I was wondering how much it costs to open a company in the UK to do something like that, and it seems to be really cheap (and quick):
a) Incorporate directly via Companies House
The standard registration fee to set up a company is just £12 for the ‘standard’ Companies House web incorporation service, which takes up to 24 hours to turnaround. You can pay via credit card, debit card or PayPal.
I'm disappointed that the discussion seems more about debating whether that person acted in good faith or that the law regarding acceptable characters in company names should be changed, as opposed to the bigger concern of why were they not sanitizing company names? Even without intent to insert HTML, characters such as < or > would still break their pages.
Seems to have a bit. Cut and paste from the guy who set up \"><SCRIPT SRC=MJT.XSS.HT></SCRIPT> LTD
...
>I am in the process of contacting every website that has triggered my script which has a readily available contact for submitting security issues, or a hackerone account or similar. Alas, the sort of websites that have XSS problems rarely list IT security contacts.
The authority section (which contains the host domain) must begin with "//" whether there's a scheme prefix or not. Otherwise it's just part of the path (or query or fragment). IIRC, these semantics are also fixed by HTML such that any attribute like HREF or SRC is parsed as-if using the canonical regex (but after entity substitution and whitespace trimming). Browsers might have implemented this differently many years ago, but I doubt it as it would conflict with being able to use a bare path atom (e.g. foo.html).

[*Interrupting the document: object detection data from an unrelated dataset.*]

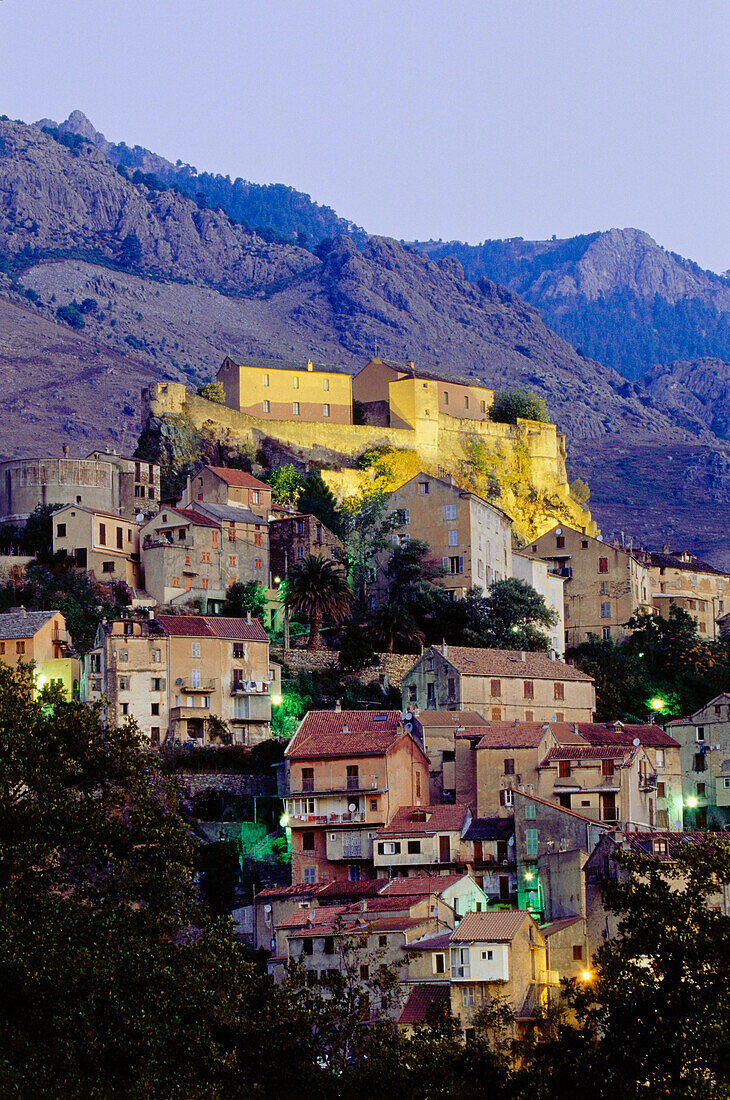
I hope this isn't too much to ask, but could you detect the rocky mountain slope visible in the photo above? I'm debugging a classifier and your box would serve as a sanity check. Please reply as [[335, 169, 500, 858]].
[[0, 114, 730, 554], [417, 229, 730, 378]]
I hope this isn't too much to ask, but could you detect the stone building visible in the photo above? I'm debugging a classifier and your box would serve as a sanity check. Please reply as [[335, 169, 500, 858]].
[[382, 472, 512, 600], [0, 451, 159, 524], [85, 615, 280, 745], [401, 645, 596, 723], [217, 355, 352, 424], [526, 526, 652, 647]]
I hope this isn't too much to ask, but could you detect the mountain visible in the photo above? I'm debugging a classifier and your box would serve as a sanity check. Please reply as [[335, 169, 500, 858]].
[[35, 111, 367, 248], [0, 113, 730, 564], [414, 229, 730, 378]]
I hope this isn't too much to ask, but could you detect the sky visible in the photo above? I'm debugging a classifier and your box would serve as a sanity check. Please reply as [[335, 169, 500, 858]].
[[0, 0, 730, 272]]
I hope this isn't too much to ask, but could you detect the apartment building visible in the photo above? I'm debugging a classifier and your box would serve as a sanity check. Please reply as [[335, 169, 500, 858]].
[[268, 513, 343, 584], [140, 504, 268, 612], [401, 644, 596, 723], [382, 473, 512, 601], [86, 615, 274, 745], [352, 358, 495, 428], [286, 711, 429, 882], [0, 607, 80, 699], [642, 547, 730, 639], [215, 355, 352, 424], [0, 447, 159, 524], [666, 692, 730, 829], [527, 527, 653, 648], [53, 504, 142, 589]]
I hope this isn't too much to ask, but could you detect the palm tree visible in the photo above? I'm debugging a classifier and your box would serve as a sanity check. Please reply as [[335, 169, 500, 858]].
[[286, 554, 353, 649]]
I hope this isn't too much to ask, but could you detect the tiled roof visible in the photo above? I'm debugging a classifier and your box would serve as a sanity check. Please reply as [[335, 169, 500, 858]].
[[156, 615, 268, 641], [540, 916, 582, 938], [428, 646, 591, 682], [398, 981, 451, 1024], [578, 722, 679, 749], [464, 817, 515, 840], [286, 711, 400, 759], [201, 466, 272, 493], [0, 608, 60, 638], [377, 803, 467, 836], [451, 909, 530, 944], [380, 875, 463, 898]]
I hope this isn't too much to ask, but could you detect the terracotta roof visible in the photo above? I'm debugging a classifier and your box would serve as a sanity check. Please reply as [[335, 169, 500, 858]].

[1] I normally eschew using regular expressions for proper parsing, but for URLs the canonical expression is both adequate and advisable for correctness.
On a related topic, the name of the company I work for starts with a colon. The rest of the name is a common adjective. As you can imagine, it is virtually ungooglable at the moment. Any thoughts on how to get around this?
Just change the name. It'll be easier and more cost effective in the long run.
I've started working with some software called STACK recently, and it's almost impossible to find anything by searching (go ahead and try!). If it was a commercial product they would be sunk.
Those people made it so that one-letter identifier names and junk like ‘fmt’ and ‘Fprintln(w)’ is again okay. So the unusable name fits the spirit quite well.
BASIC programming ironicly may return better results than if you search for something about a more mainstream current language e.g. python. I often find the first few results are some search engine spam... tutorialspoint or geeksforgeeks etc, when a link to the API would be the logical first result. (Usually the first link to the api is for 3.4 or some random version also)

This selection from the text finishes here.